= Nicol Smith (writer) =

American journalist

Nicol Smith was an American writer who wrote of his travels during the 1930s and 1940s. His works include Burma Road: The Story of the World's Most Romantic Highway, Black Martinique...Red Guiana, Into Siam: Underground Kingdom, and Golden Doorway to Tibet.

When Nicol Smith was 29 years old, he decided to attempt to drive the Burma road, but the Chinese government forbade it because they considered the road to be their private military secret. He also chose to attempt this feat during the wet season when roads were nearly impassable. Nevertheless, he succeeded. His book, Burma Road: The Story of the World's Most Romantic Highway, tells of his travels from British Burma through the mountain wilderness of Yunnan in 1939. Later during WWII, Nicol was a member of OSS Detachment 101. This Presidential Citation unit was charged with opening the Burma Road under Japanese occupation, thus providing access to China.
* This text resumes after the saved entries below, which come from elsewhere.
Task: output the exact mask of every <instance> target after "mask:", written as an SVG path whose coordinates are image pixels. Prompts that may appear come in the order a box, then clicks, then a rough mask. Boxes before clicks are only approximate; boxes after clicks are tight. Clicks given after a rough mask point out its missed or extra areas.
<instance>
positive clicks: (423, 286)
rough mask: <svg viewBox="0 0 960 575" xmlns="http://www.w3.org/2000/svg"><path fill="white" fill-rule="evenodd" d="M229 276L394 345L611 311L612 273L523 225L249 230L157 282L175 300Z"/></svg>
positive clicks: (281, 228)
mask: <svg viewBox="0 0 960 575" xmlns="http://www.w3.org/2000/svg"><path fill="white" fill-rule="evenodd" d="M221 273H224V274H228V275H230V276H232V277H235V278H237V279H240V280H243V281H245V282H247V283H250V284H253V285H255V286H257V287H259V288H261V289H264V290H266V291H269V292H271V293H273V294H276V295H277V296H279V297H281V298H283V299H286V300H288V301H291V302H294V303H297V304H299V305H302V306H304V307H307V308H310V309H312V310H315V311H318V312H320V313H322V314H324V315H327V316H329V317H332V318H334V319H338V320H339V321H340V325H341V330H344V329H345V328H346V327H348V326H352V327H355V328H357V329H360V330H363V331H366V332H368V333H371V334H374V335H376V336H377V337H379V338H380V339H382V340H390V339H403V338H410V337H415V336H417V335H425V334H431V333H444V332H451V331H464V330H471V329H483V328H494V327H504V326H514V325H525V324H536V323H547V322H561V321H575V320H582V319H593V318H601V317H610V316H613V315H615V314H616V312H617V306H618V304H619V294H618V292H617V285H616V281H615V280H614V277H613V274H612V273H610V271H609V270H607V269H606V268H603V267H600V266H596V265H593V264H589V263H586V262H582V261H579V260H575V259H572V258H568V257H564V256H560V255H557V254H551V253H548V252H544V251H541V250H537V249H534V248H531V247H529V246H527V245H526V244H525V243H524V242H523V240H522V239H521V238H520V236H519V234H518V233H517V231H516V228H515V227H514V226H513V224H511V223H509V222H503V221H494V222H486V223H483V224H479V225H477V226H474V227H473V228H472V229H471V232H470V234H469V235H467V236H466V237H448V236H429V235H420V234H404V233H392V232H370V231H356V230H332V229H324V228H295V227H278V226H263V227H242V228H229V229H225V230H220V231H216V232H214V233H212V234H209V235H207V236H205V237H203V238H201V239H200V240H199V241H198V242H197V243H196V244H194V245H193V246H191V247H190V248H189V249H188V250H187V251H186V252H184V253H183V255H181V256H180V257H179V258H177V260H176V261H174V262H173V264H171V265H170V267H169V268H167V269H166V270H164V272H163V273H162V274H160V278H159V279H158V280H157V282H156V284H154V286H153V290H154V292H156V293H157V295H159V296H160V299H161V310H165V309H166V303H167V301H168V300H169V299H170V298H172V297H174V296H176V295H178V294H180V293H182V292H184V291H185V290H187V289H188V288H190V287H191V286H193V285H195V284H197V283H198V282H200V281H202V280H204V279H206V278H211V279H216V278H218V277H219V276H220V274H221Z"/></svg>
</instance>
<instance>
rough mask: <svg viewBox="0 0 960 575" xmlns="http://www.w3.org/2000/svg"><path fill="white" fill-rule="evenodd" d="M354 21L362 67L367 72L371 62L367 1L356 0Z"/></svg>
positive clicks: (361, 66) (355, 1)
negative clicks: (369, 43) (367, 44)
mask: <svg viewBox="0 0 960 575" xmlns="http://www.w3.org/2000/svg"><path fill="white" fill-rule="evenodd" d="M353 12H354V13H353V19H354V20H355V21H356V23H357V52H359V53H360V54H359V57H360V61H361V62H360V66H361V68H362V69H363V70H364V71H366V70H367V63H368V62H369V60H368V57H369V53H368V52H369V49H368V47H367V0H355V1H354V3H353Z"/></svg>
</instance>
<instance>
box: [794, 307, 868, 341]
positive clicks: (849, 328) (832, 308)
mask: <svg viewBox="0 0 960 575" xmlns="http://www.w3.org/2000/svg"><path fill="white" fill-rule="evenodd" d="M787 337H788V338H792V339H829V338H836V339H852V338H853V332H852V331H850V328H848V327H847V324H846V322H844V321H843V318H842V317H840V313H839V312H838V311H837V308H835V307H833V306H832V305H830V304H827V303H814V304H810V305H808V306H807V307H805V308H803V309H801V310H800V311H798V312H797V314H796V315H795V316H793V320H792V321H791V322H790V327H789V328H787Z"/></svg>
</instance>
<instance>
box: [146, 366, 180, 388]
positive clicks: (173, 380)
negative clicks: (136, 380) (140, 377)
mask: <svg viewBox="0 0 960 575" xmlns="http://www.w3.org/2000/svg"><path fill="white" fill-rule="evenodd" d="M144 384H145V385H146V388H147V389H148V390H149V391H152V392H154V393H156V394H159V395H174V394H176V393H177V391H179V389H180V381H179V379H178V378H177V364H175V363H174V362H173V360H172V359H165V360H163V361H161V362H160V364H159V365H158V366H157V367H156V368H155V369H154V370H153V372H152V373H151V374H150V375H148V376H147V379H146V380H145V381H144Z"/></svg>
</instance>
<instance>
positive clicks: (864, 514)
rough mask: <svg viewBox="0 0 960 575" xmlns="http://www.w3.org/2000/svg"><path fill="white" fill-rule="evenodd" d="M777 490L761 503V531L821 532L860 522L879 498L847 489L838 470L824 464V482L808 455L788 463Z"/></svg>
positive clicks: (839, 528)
In the spring of 1941, Nicol Smith traveled to Martinique and French Guiana. He was the only American writer permitted to visit those colonies in 1941. On April 5, 1942, The New York Times printed a short piece on the subject of Smith's book, Black Martinique...Red Guiana.

In 1995, Sharon E. Karr wrote a biography of Nicol Smith's life titled Traveler of the Crossroads; The Life of Adventurer Nicol Smith.